Ilustrasi zakat fitrah. (Solopos/Nicolous Irawan)
12 Juni 2018 08:20 WIB Abdul Jalil Madiun Share :

Madiunpos.com, MADIUN – Pengumpulan zakat fitrah 2018 di Kota Madiun turun menjadi 14 ton. Padahal pada perayaan Idulfitri 2017, beras zakat fitrah yang dikumpulkan mencapai 19 ton.

Ketua Badan Amil Zakat Nasional Kota Madiun, Eddie Sanyoto, mengatakan pemungutan zakat fitrah baru dimulai pertengahan Mei hingga awal Juni 2018. Dia mengakui perolehan beras zakat pada tahun ini tidak sebanyak tahun sebelumnya.

"Waktu penerimaan terlalu pendek. Itu menjadi salah satu penyebab jumlah penerimaan zakat tidak sebanyak tahun lalu," kata dia dalam siaran pers yang dikutip Madiunpos.com, Senin (11/6/2018).

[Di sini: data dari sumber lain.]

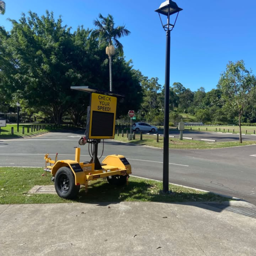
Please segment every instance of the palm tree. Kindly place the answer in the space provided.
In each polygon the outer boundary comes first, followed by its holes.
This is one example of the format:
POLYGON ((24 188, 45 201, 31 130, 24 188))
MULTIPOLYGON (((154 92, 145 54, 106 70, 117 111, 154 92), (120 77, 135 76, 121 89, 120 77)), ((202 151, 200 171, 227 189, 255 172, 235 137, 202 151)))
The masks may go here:
POLYGON ((131 32, 125 27, 125 25, 114 27, 115 23, 113 17, 109 14, 107 17, 104 17, 100 13, 99 15, 100 20, 96 19, 93 20, 93 24, 97 28, 92 33, 94 38, 98 38, 99 44, 107 43, 106 53, 109 58, 109 76, 110 91, 112 90, 112 56, 116 52, 120 56, 123 54, 123 46, 117 40, 125 35, 128 35, 131 32))
POLYGON ((3 15, 5 13, 5 2, 0 1, 0 14, 3 15))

Eddie menyampaikan zakat yang dikumpulkan itu akan dibagikan ke seluruh kelurahan se-Kota Madiun. Selain akan disalurkan ke kelurahan, zakat fitrah ini juga akan disalurkan ke pondok pesantren, panti asuhan, organisasi atau lembaga Islam, dan dibagikan secara keliling untuk duafa yang tidak terdata.

Wali Kota Madiun, Sugeng Rismiyanto, menyampaikan zakat yang terkumpul cukup banyak sehingga butuh enam mobil untuk mengangkutnya.

Selain berbagi kebahagiaan, kata dia, zakat juga dapat menekan kelangkaan kebutuhan pokok. Zakat juga dapat turut mengendalikan lonjakan harga kebutuhan pokok terutama beras sebelum Lebaran.

“Ini semoga bisa meringankan kebutuhan sehari-hari masyarakat yang kurang beruntung,’’ jelas dia.